# Show Pigeons



## Scuiry (Jul 11, 2001)

A question to all you experienced fanciers: What are the requirements to show a racing pigeon? I know some shows require that the bird have clocked in at least one race. Is this always a requirement?

Many thanks,

D.


----------



## go4pigeons (Mar 28, 2005)

It depends on who is running the show. Usually all-breed club shows have one class for all racing homers, or they may break them up as “flown” and “unflown”. They may or may not actually ask for verification in the “flown” class.

When a racing homer club holds a meet, on their own or in conjunction with an all-breeds club, the requirements can change significantly. The racing club has the say in what classes and requirements are in place. There may be classes for eye sign, diploma birds (various miles flown – 100, 200-300, 0ver 400, etc) and color classes as well.

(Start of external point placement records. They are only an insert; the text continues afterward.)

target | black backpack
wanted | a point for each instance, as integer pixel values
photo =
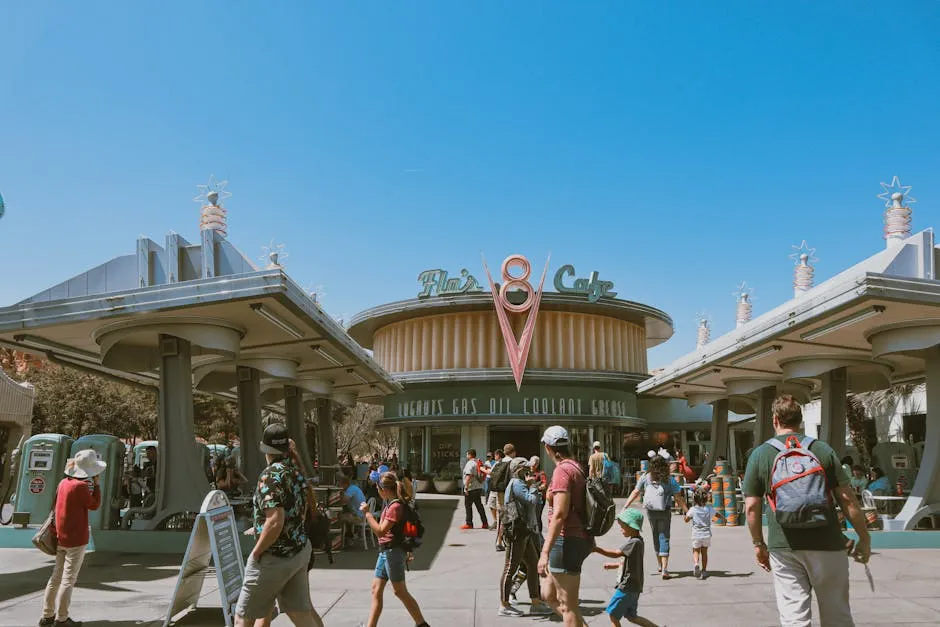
(499, 476)
(409, 532)
(600, 508)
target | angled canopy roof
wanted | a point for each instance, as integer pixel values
(107, 319)
(831, 324)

Diploma classes would require the birds to have been flown to specific mileage and been awarded a diploma for such flight.

You will just have to read the show book prior to any show you may be interested in.

Al


----------



## re lee (Jan 4, 2003)

shows can very. most shows have just a color class and best. then some will have unflown flown most likely to fly. young bird and old bird classes. A show racing homer has to appear to have the balanced needs to fly well. head eyes. tail back wing. station. ect And are graded on a point system.


----------